Among the many games I've played (not exclusive to custom maps on Warcraft III), NotD: AM has not only a good theme, but a good story, mechanics, quality, and entertainment factor (It's quite frequent as you garner more in-game experience to be given such nasty surprises that you're literally awed (and some have reported 'shaken'/shaking) by what you've just seen--as survival/adventures go, this game is a must). The only thing lacking is the above mentioned learning curve, which makes the game seem repetitive and downright impossible to most.

As you gain experience you rank up, following the path of ranks that a USMC participant would. With the ranks come prerogatives that further improve survivability (as you rank up the game gets more difficult) and allow you to function more efficiently. Not to mention the prestige that comes with such ranks.

Enough with the advertising: is their any one on these forums who plays this game? What do you yourself think of it? What's the best/worst experiences you've had? And so on.

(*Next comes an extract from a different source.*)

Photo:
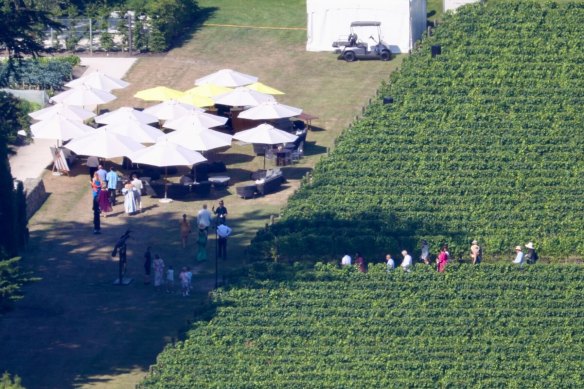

Edit: any questions you have regarding this game or any aspect of this game? Any information you'd like to add to mine? Questions on more obscure things in the game, such as Order 66? Ask away.


----------



## Rinman (Jul 17, 2009)

Is this related to the tabletop game?


----------



## dustinzgirl (Jul 17, 2009)

Rinman said:


> Is this related to the tabletop game?



No, I think this is the PC RPG

Prefer the table RPG myself!


----------



## Pravuil (Jul 17, 2009)

Meh, didn't know there was a table-top RPG for NOTD. Doesn't come as a surprise since there's table-top RPGs for everything these days, Dora the Explorer not excluded. By the way, has any one played the new Dora the Explorer RPG?  To quote a five year-old cousin, the said RPG is "a ravishing translation on the commercial 'Dora the Explorer' programme and an insightful take on the rather posing intricacies of the Spanish language."

Might have to try it meself; the NOTD RPG, not DtE. Is there an official website for the NOTD RPG?


----------